With their signature brand of what they call “Traphouse Rock” — a blend of rock, hip-hop, jazz and funk perfected during endless jam sessions in the Trap, the band’s rehearsal space — the seven-member crew has traveled the country, playing Lollapalooza last year and a full host of festivals this summer. Kids These Days began their rise in the music scene as students in high school and credit much of their success to the teachers they came across along the way 

It was during their time at Whitney Young, in fact, when the members of the band got their first taste of the clashes between the education system and City Hall when they helped stage a walkout from the school in retaliation of the funding cuts that caused the firings of several teachers in 2010. Mensa helped organize nearly 800 students to walk out of the school during their home room hour and marched down Jackson Street to the Chicago Public School Headquarters where the band’s trumpet player, Nico Segal, played and Mensa rapped a verse for the teachers.

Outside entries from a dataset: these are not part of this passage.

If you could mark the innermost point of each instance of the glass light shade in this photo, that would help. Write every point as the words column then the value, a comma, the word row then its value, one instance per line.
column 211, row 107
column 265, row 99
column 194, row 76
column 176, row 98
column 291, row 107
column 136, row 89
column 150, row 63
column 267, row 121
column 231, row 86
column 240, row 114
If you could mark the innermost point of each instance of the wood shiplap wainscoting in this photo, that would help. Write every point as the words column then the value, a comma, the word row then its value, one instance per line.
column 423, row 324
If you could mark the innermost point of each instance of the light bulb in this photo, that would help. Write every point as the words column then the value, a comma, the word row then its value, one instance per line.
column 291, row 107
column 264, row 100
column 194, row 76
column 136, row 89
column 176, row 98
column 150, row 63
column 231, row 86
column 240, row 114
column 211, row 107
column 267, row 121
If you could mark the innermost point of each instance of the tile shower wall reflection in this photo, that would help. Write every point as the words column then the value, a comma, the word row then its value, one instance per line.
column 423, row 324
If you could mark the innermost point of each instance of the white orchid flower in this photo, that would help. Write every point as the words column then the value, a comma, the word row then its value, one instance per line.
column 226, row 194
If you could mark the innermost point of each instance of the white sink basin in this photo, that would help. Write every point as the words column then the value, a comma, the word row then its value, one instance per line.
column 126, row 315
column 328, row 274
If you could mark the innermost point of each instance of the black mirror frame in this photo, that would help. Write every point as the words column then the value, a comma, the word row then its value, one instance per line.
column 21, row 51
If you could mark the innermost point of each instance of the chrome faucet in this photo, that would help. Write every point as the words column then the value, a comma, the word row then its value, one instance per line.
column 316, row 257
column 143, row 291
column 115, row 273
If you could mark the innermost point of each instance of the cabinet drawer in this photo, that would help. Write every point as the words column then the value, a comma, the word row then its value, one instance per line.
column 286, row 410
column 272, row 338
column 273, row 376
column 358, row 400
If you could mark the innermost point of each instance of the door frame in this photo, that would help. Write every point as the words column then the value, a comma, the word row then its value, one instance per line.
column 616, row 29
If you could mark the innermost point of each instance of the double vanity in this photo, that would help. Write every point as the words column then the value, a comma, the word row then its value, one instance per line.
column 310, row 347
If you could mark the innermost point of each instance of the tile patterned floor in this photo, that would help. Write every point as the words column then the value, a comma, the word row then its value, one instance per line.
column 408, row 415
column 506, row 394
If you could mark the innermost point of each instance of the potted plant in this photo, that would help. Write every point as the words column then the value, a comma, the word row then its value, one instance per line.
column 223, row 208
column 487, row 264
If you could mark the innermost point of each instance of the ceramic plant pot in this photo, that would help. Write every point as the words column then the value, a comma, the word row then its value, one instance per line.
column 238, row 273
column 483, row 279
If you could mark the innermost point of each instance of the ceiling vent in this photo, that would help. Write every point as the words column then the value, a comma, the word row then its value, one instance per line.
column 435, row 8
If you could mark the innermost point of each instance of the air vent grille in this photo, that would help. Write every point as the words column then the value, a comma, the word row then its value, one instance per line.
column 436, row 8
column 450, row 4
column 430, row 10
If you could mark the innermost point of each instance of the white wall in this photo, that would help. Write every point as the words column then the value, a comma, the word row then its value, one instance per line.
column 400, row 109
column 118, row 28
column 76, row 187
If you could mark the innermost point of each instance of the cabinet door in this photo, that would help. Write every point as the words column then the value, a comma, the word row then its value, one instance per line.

“More than anything it was our way to show support and do what we could for the teachers that really mattered to us,” Mensa said.

Cunningham is no stranger to the education world either. His father, Peter Cunningham, is a senior staff member for the U.S. Department of Education.

“Look, Rahm has a voice, the union leaders have a voice, the Department of Education has a voice,” Cunningham said. “The people who don’t have a voice are the everyday teaching folks and this is my little contribution to lend a voice to them.”

Their interest in the strike is not the only time the band has gotten involved in Chicago. The members of Kids These Days organized the first annual Fan Jam pre-Lollapalloza concert to benefit the Chicago Coalition for the Homeless. The duo plans to post the video of their conversations with teachers on the band’s social networking sites to raise awareness. They also have plans to visit other schools across the city tolisten to others.

To be sure, Mensa and Cunningham have stayed true to the name of their band, standing up to the issues that concern kids these days.

“If there’s one thing you can take from this, I think that if we want a change for the education system, we need a social change to focus more on the value of education as a society,” said Cunningham. “This city, this community means everything to us and we want to help.”